Trata de la toma y destrucción de la ciudad celtíbera por Escipión Emiliano en 133 a. de C. La fuente inmediata de Cervantes es la descripción hecha (libro VIII, cap. 7-10) en la continuación de la Crónica de Ocampo, publicada entonces (1574 y sig.) por el historiador Ambrosio de Morales. Contra la ciudad rebelde, el Senado envía a Escipión que, llegado junto con su hermano Quinto Fabio, con Cayo Mario y Yugurta, se prepara a sitiarla.
Reprocha la debilidad de los soldados y rechaza una embajada de los numantinos que va a tratar con el general una rendición honrosa; pero Escipión quiere tomar la ciudad para su triunfo. A los numantinos, agotados por el hambre, se les ocurre confiar la decisión de la guerra a un singular combate entre el campeón numantino y un romano. Los sacerdotes numantinos obtienen augurios desfavorables, y el hechicero Marquino resucita a un joven que también predice la ruina de la ciudad.
Sin embargo, uno de los gobernadores, Caravino, ofrece el combate de los dos campeones a Escipión, que lo rechaza. Los numantinos deciden salir contra el enemigo, pero les retienen las mujeres.

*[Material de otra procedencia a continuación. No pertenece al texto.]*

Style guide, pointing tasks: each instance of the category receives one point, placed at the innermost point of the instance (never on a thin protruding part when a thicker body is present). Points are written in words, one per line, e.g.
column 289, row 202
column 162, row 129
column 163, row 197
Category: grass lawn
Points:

Entonces queman todos sus bienes, y los hombres matan a mujeres e hijos y luego se suicidan; cuando Escipión entra en la ciudad, encuentra un pueblo de muertos: el único superviviente, el muchacho Viriato, para no caer vivo en manos romanas y no servir al triunfo del caudillo, se precipita desde lo alto de una torre; un episodio que quizá Cervantes sacó de un «romance» popular: De cómo Cipión destruyó Numancia.
El drama es indudablemente la mejor obra teatral de Cervantes y, en el período de los entusiasmos románticos, pudo reclamar por parte de muchos críticos el parangón con las mayores obras maestras del teatro antiguo y contemporáneo. Se ha hablado de Esquilo, de Marlowe y de Shakespeare, pero la única influencia decisiva puede reconocerse en la tragedia de Séneca, aunque transformada a través de Virués.
Los parecidos con Los persas (v.) son sencillamente de situación: en Cervantes, como en Esquilo, se trata de la tragedia de una ciudad. Pero en Numancia el elemento coral está más acentuado y ningún personaje toma relieve; las patéticas figuras de los héroes y de las madres tienen el mismo carácter sumario que las alegorías de España, del Duero, de la Guerra, del Hambre, etc.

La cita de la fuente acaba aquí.